It’s important to winterize your swamp cooler for a variety of reasons – one of which is to save you money on the maintenance. Another reason is that it extends the lifespan of your swamp cooler. Here are five steps to help you winterize your swamp cooler before the winter season is upon you.

1 – Turn off the swamp cooler’s power supply before you start to winterize it. It’s best to either disconnect the device from its power source before commencing work on it.

2 – Switch the regulator supplying the water to the cooler off. Drain the line so that it doesn’t freeze during the winter season. Draining the water can be done by unplugging the line at the swamp cooler as well as the supply valve. You want the water line to be in a sloping position so the water will drain on its own. If you want the water out faster, go to top and blow the line.

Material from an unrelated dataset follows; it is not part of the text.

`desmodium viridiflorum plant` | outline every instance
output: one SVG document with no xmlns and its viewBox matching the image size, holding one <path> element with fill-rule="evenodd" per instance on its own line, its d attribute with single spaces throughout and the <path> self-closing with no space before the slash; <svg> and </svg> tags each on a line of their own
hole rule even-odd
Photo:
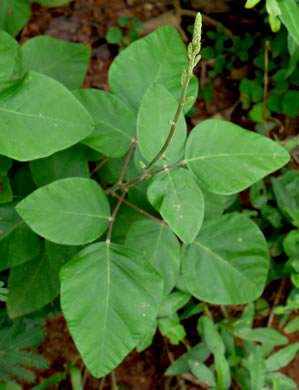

3 – Every swamp cooler as drain in its water pan. Empty the water pan out before the cold season and leave it open so that rainwater can escape during this time. After you drain the pan, it’s common to find dirt and mineral sediment in it. Completely wash it out.

In the summer, the water in the swamp cooler was evaporating, leaving behind all the sediments and minerals behind. A vacuum can be used to eliminate them from the pan. Use a hose to rinse out the cooler pan but make sure the drain is open. This ensures that all of the dirt and sediments is gone from the pan and keep it from rusting in the winter.

4 – Make sure that the cooler pads are changed – in the fall season, not spring season – before you winterize your unit. Keep in mind that the pads will have both minerals and dirt in them, building up doing the summer. To keep rusting to a minimum in the winter, have new pads installed in the swamp cooler.

5 – Be sure you have a cooler cover to keep rainwater out so that rust doesn’t occur. This will also keep the outside air from entering the building that uses the swamp cooler. A good deal of homes using home cooler have a damper, which you can open or close. The damper will keep air out of the ducts and getting into the building. If your swamp cooler doesn’t have a damper, you’ll need a cooler cover. And, you’ll also need one if the damper has been ineffective at stopping the air from coming inside.

6- As an additional proactive step, you might want to consider covering the vent panel. It is located side of the cooler where the unit will blow out the airs from inside. But at the same time, it could be the cause of heat loss when the weather changes and cold air can enter through this hole.

The best way would be using the cardboard of the same size, cut out from any appliance cover box, or flat insulation material you can buy from the home repair shops. If you can access the vent cover and open from the inside, then insert the covering materials and then put the cover back on.